Beta-cell dependence to alpja-cell signals for proper insulin secretion in mouse pancreatic islets

The islets of Langerhans play a central role in detecting and regulating blood glucose levels. While insulin-producing beta-cells are well-characterized, much remains to be studied about the other cell types in pancreatic islets (alpha-, delta-, PPY-, and epsilon-cells). In this context, we have developed chimeric organoids that we use to understand the interactions between the different cell populations present in pancreatic islets. We previously developed an efficient approach to purify the major cell populations present in pancreatic islets (alpha, beta, and delta) using flow cytometry. We have now developed a technique to re-aggregate these sorted cell populations, enabling the production of clusters (pseudo-islets) in which we can modulate the proportion of each cell population on demand. We generated clusters devoid of delta cells or both alpha and delta cells and confirmed this depletion at the gene and protein levels. We then evaluated the function of these pseudo-islets by measuring glucose-stimulated insulin secretion. The absence of delta-cells did not affect insulin secretion. However, the insulin secretory capacity of pseudo-islets lacking both alpha- and delta-cells was significantly reduced. Transcriptomic analysis of these pseudo-islets did not reveal a loss of beta-cell identity as the cause of the observed functional impairment but highlighted potential new signaling pathways influenced by alpha- and delta-cells. This demonstrates the importance of interactions among different endocrine cell types within the islet for the function of pancreatic beta-cells. It represents a new and effective tool for identifying signaling pathways and compounds that directly or indirectly (via other endocrine cell types) modulate the identity and function of pancreatic endocrine cells. Overall design: RNAseq profiling of mouse pancreatic beta-cells from clusters cultured for 5 days with all other endocrine cells or culture alone

胰岛（islets of Langerhans）在血糖水平的检测与调控中发挥核心作用。尽管产胰岛素的β细胞已得到充分表征，但胰腺胰岛内的其他细胞类型（α、δ、PPY及ε细胞）仍有诸多科学问题有待探究。 在此研究背景下，我们构建了嵌合类器官（chimeric organoids），用于解析胰腺胰岛中不同细胞群之间的相互作用机制。此前，我们已建立一种基于流式细胞术（flow cytometry）的高效纯化方案，可分离得到胰腺胰岛中的主要细胞群（α、β及δ细胞）。 如今，我们开发了一项可重新聚集这些分选后细胞群的技术，能够按需精准调控每种细胞群的占比，从而构建人工细胞簇（伪胰岛，pseudo-islets）。

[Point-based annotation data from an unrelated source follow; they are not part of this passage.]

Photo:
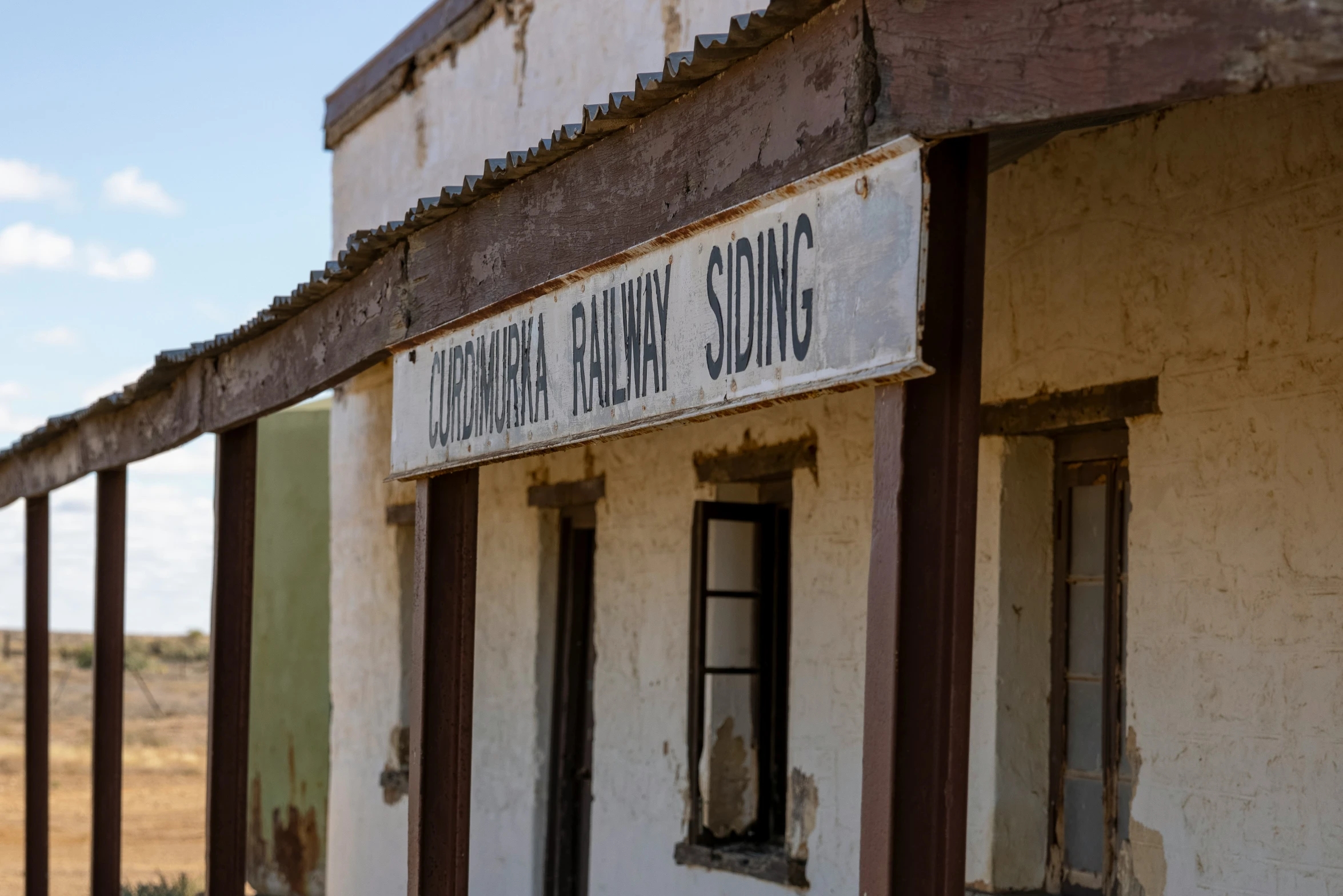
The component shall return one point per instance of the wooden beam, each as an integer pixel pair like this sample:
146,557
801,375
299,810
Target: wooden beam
879,709
109,637
956,66
442,671
230,661
1053,411
926,849
37,696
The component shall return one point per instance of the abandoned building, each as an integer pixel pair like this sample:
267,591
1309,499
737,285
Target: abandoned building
892,448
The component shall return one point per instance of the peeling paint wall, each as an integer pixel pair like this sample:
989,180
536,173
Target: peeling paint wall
1006,833
289,714
366,833
528,71
1205,246
642,593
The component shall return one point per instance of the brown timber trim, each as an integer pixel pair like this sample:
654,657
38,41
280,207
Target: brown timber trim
230,660
37,695
109,637
562,495
765,863
957,66
442,671
762,462
938,502
804,102
879,709
1053,411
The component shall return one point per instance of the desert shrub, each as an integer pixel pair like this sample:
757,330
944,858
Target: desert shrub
183,886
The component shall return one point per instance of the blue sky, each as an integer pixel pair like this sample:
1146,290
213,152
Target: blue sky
162,178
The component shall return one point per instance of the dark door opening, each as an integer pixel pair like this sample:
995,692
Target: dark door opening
571,714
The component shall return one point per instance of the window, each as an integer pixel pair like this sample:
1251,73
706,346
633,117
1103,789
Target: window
1092,779
739,682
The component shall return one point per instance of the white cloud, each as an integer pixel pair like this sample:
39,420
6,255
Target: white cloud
23,245
57,336
128,189
135,265
14,425
23,182
112,385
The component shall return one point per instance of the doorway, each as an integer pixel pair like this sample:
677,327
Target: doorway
571,717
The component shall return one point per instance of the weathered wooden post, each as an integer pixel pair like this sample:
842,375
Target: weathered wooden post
109,611
920,599
442,668
230,661
37,695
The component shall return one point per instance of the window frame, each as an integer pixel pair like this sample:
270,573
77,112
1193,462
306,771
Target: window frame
1085,458
773,630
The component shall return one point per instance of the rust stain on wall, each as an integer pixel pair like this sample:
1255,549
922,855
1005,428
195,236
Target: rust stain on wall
802,812
297,847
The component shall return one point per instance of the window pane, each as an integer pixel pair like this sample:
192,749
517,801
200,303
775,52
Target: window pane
730,629
732,557
1084,715
728,767
1084,825
1088,535
1085,629
1126,795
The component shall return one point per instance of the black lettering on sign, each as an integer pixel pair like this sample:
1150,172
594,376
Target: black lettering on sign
526,373
711,362
470,397
664,303
434,422
650,343
772,290
597,377
801,343
745,254
579,328
618,394
543,393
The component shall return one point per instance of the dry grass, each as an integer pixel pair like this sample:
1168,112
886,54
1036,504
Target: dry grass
163,774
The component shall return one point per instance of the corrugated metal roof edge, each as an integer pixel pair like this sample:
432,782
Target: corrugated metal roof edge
681,73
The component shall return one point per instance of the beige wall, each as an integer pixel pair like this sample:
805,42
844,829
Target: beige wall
527,73
1205,246
366,835
642,591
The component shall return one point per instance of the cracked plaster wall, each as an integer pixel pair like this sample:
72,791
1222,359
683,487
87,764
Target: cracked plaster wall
642,587
1205,246
524,74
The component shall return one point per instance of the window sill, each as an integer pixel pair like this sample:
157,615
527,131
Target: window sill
762,863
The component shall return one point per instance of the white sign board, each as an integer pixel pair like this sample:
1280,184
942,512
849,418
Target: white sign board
813,286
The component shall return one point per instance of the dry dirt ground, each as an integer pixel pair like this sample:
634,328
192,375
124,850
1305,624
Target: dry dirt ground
164,762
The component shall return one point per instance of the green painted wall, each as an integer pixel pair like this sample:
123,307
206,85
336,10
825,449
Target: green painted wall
290,696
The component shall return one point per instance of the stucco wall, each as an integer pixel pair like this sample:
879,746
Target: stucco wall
1205,246
527,73
366,836
642,587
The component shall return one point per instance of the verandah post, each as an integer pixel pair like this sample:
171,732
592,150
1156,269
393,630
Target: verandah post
442,669
37,695
109,628
920,601
230,661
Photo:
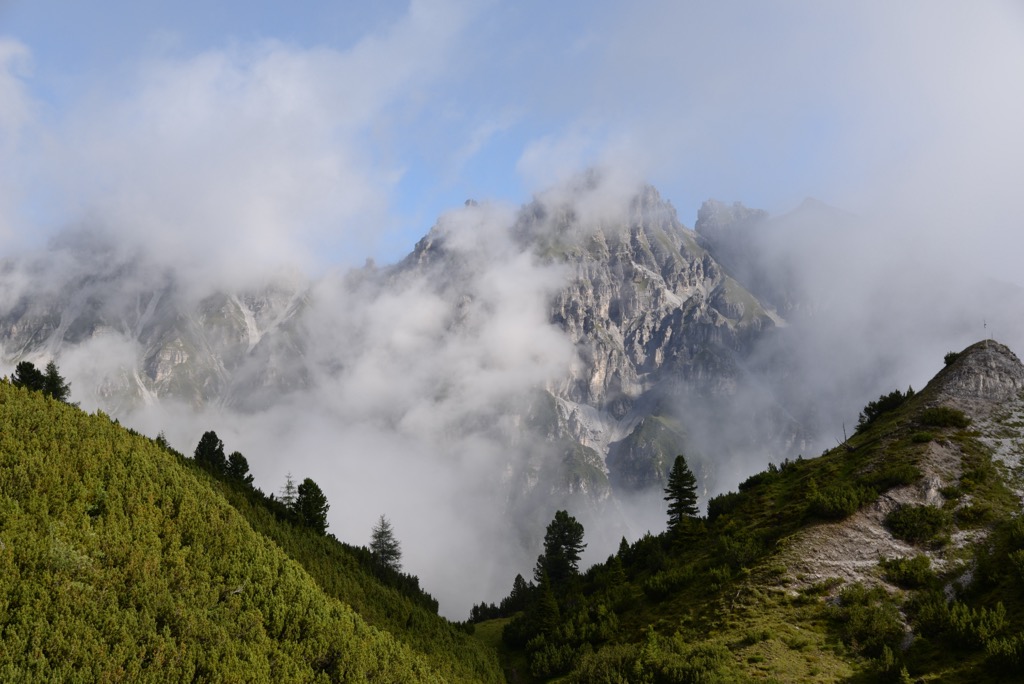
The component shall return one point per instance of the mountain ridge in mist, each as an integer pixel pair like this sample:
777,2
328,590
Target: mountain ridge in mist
555,356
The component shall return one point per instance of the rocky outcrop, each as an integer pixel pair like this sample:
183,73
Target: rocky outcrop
659,330
981,378
986,382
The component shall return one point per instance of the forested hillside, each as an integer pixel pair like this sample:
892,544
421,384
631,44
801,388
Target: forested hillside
121,561
896,556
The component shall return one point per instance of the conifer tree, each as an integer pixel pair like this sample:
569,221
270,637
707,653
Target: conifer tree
311,506
562,546
681,493
210,454
238,468
28,376
384,545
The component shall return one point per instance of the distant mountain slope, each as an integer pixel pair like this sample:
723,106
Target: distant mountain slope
119,562
558,336
896,556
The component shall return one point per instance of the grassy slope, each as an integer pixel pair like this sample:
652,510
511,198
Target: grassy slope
716,601
120,563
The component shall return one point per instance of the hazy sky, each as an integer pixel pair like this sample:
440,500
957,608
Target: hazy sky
232,137
325,131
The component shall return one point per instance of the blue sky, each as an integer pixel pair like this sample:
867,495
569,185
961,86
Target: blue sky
326,132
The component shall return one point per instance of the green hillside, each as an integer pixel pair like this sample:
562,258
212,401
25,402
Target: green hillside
120,561
897,556
780,582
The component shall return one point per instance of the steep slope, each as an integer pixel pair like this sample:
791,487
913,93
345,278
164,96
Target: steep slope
122,563
556,356
895,556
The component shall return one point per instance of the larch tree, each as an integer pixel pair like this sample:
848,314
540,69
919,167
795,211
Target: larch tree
289,493
54,384
210,454
681,493
28,376
384,545
238,468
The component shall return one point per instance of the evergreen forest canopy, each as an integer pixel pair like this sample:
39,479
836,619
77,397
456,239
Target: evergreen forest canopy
123,560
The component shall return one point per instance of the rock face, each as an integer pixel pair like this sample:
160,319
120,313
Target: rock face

我们成功构建了缺失δ细胞，或同时缺失α与δ细胞的细胞簇，并在基因和蛋白水平验证了该细胞剔除效果。 随后，我们通过检测葡萄糖刺激的胰岛素分泌（glucose-stimulated insulin secretion）评估了这些伪胰岛的功能。实验结果显示，单独缺失δ细胞并未对胰岛素分泌造成显著影响。然而，同时缺失α与δ细胞的伪胰岛，其胰岛素分泌能力出现了明显下降。 对这些伪胰岛的转录组学（transcriptomic）分析表明，β细胞特性的丧失并非本次观察到的功能损伤的诱因，而是凸显出受α和δ细胞调控的潜在全新信号通路。这一结果证实了胰岛内不同内分泌细胞类型间的相互作用对胰腺β细胞功能的重要性，同时也为直接或间接（通过其他内分泌细胞类型）调控胰腺内分泌细胞特性与功能的信号通路及化合物的筛选，提供了一种全新的有效研究工具。 实验整体设计：对分别与其他所有内分泌细胞共培养5天、或单独培养的细胞簇中的小鼠胰腺β细胞进行RNA测序（RNAseq）转录组分析。